Aşağılama fiili itibarı ile önem arz eden bir diğer husus,
ifade edilen beyanın, toplumun örf adet ve geleneklerine göre
aşağılama olarak algılanması gerekliliğidir. Caferi mezhebine
mensup vatandaşlarımız serhat illerinde mukim Türk
vatandaşları olup, 3 ülkeye sınır olan ve geçmişinde ermeni
mezalimi yaşamış, uzun yıllar Sovyet Rusya tehdidine karşı
elbette devletinin yanında taraf olmuş, yakın tarihimizde terör
örgütlerine yüzlerce şehit vermiş serhat illerimizde yaşayan
Türk vatandaşlarıdır. Vatandaşlarımızı bu kapsamda "ajan ve
ecdad düşmanı" olarak ifade etmek toplumu oluşturan halkın
bir kesiminin aşağılanmasına sebebiyet verecektir.

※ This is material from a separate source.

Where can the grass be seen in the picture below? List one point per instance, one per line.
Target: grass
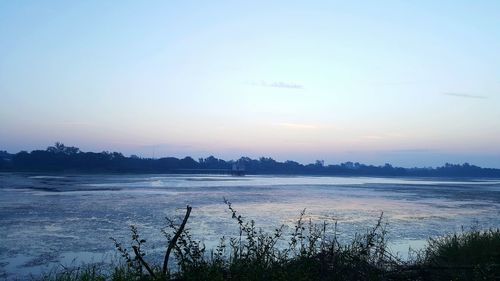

Bu ayrışmanın mezhepsel farklılıklar üzerinden
gerçekleştirilmesi, ülkemizi hedef almış terör örgütleri
bakımından Caferi Türk vatandaşlarının açıkça hedef
gösterilmesi olarak ifade edilebilecek bir nitelikte olup, suçun
nitelikli halinin gerçekleşmiş olduğu ifade edilmelidir.

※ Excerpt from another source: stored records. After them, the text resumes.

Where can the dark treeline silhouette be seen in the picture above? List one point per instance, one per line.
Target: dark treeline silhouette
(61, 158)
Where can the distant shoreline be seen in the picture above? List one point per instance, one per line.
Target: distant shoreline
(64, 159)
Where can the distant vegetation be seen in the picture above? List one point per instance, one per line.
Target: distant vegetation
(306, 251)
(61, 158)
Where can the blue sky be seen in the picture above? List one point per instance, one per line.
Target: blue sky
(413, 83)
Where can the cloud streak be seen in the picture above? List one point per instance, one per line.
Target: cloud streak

4-) Şüpheli tarafından paylaşılmış yazısında ifade edilmiş
ve gerçekleştirilen vaka bakımından fiilin suçun maddi ve
manevi unsurları bakımından tipikliğini gerçekleştirildiği
aşikar olup, ifade edilmiş fiile ilişkin cezai kovuşturmanın
yapılması gerekliliği hasıl olmuştur.
HUKUKİ NEDENLER
mevzuat.
: 5237 S. K. ve ilgili
SONUÇ VE İSTEM
: Yukarıda açıklanan
nedenlerle şüphelinin cezalandırılması için gerekli
soruşturmanın yapılarak hakkında kamu davası açılmasını,
müvekkilimiz adına saygıyla talep ederiz.